Paxlovid reduced the mortality rate by 66 percent versus the control, while molnupiravir lowered the mortality rate by 24 percent versus its own control.
Molnupiravir did not lower hospitalization rate; Paxlovid lowered the hospitalization rate by 24 percent.
Both drugs lowered in-hospital disease progression by 43 percent.
These rates don’t look as good as Paxlovid’s phase two and phase three clinical trial data. One of the most likely reasons is how well the narrow treatment window of the drug has been followed.
7. Drug Resistance Is a Major Concern
Antiviral treatments are often associated with the development of drug-resistant viruses. There is a well-known saying in the antiviral community: “No antiviral, no resistance.”A virus is a cunning microorganism. When you add pressure to its replication cycle, a virus will typically find a way to detour by mutating and will manage to survive. This is the primary mechanism of antiviral resistance.
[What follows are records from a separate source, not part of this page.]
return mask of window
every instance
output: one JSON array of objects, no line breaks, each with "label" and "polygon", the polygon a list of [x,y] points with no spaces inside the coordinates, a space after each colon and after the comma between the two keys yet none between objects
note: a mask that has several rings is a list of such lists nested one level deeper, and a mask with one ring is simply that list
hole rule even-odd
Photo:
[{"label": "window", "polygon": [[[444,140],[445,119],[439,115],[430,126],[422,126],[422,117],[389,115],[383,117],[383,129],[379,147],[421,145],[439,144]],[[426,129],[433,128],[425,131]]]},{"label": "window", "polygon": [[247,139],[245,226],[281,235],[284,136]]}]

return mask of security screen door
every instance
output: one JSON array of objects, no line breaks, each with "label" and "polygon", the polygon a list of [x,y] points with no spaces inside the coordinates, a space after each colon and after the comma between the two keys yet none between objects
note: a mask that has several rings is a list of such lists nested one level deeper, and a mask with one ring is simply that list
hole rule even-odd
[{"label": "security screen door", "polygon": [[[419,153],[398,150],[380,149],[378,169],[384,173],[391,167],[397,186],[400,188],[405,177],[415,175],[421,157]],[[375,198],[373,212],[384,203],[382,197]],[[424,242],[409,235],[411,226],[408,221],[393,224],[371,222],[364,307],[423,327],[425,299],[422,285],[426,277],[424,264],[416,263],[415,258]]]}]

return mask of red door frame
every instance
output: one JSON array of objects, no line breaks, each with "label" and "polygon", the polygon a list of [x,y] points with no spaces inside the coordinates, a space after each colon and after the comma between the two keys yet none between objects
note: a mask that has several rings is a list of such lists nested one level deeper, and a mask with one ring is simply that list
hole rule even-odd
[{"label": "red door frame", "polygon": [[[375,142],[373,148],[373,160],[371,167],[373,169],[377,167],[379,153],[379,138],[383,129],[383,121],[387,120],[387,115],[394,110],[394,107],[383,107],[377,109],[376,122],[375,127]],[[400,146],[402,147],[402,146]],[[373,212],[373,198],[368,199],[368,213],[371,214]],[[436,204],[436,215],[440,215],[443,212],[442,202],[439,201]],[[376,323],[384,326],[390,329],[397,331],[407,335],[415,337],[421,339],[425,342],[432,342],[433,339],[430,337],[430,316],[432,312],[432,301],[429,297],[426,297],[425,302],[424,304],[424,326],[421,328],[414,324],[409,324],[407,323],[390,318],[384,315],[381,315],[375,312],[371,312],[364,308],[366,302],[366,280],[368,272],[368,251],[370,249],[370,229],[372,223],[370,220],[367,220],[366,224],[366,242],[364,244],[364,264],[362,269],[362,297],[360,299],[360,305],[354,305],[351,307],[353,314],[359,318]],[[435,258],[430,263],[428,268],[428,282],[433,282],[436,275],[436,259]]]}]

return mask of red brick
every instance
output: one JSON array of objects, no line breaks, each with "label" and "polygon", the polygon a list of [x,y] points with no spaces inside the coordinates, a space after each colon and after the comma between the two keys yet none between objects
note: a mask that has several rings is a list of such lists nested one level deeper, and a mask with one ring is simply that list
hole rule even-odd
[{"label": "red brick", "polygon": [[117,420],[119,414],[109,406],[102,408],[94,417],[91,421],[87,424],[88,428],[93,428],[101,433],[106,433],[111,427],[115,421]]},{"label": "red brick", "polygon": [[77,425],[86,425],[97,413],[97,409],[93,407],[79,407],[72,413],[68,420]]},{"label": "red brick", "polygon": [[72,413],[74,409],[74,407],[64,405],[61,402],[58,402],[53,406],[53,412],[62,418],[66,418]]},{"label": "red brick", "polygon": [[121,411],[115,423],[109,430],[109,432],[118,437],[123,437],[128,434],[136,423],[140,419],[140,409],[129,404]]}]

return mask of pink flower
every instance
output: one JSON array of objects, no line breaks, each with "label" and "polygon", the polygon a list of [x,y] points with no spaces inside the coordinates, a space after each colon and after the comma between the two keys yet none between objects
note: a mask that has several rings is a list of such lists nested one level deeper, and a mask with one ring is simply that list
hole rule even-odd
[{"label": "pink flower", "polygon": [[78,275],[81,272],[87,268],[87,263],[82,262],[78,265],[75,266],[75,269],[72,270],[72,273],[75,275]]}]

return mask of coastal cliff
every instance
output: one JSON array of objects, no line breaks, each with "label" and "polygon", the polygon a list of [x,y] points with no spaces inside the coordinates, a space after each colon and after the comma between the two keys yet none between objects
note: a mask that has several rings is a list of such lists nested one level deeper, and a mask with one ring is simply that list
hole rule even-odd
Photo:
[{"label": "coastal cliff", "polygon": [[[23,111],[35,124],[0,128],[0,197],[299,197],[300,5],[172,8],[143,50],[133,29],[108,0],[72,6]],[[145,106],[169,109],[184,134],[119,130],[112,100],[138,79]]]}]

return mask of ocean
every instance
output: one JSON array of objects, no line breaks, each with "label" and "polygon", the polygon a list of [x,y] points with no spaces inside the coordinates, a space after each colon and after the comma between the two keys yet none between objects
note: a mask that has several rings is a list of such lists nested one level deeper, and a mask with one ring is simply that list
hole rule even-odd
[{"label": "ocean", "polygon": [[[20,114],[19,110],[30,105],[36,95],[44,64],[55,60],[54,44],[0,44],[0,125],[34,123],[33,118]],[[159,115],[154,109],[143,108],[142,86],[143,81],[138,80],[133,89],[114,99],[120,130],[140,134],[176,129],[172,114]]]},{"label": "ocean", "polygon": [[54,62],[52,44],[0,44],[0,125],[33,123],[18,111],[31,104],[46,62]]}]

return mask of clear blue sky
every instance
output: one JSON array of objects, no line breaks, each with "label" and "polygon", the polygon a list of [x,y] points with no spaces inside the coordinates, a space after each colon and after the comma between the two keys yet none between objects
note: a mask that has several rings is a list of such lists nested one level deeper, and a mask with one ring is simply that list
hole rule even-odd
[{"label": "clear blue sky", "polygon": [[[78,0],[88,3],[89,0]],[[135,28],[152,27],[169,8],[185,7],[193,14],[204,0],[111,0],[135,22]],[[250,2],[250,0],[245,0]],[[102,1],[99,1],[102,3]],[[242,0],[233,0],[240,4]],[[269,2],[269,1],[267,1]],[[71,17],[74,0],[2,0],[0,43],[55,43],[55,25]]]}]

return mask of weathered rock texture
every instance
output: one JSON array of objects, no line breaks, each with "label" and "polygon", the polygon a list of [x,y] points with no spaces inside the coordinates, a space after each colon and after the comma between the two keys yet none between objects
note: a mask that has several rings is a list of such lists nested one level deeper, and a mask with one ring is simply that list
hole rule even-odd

In this sense, Paxlovid is no different from other antivirals.
Two research groups have independently shown that SARS-CoV-2 quickly gains the ability to avoid nirmatrelvir’s attack.
8. Another Major Concern Is Paxlovid’s Interaction With Other Drugs
CYP3A breaks down Paxlovid. CYP3A is one of the most important enzymes in our liver and digestive tract, and it plays a significant role in breaking down the drug.Potent CYP3A inducers will reduce the drug exposure of Paxlovid, resulting in loss of response to Paxlovid treatment and increased risks of drug resistance.
9. Natural Immunity Influences the Success of Paxlovid and Other Antivirals
The main merit of antiviral drugs is that when the body’s immune system is not strong enough, external drugs can temporarily inhibit the replication of the virus, giving our natural defense system some time to recover to its full strength.
Meanwhile, we shouldn’t neglect the ability of our bodies to produce antiviral substances. Interferon, for example, is produced by many immune cells (white blood cells, NK, NKT, and T cells). As the name implies, through “interference,” it achieves antiviral effects. Interferon is like a commander, giving instructions to coordinate various cells and signaling pathways to work together to fight a virus.
Natural immunity is an endogenous antiviral force in our body, like a joint force ready to fight against invading pathogens. If we are mindful enough to nourish our immunity in peaceful times, the defense mechanisms will work well when “war” breaks out.
In summary, we should calmly view the strengths and limitations of antiviral drugs. On the one hand, we expect antiviral drugs to work well; on the other hand, we must enhance our immune system’s power to resist the virus in a more natural, systematic, dynamic, and resourceful manner.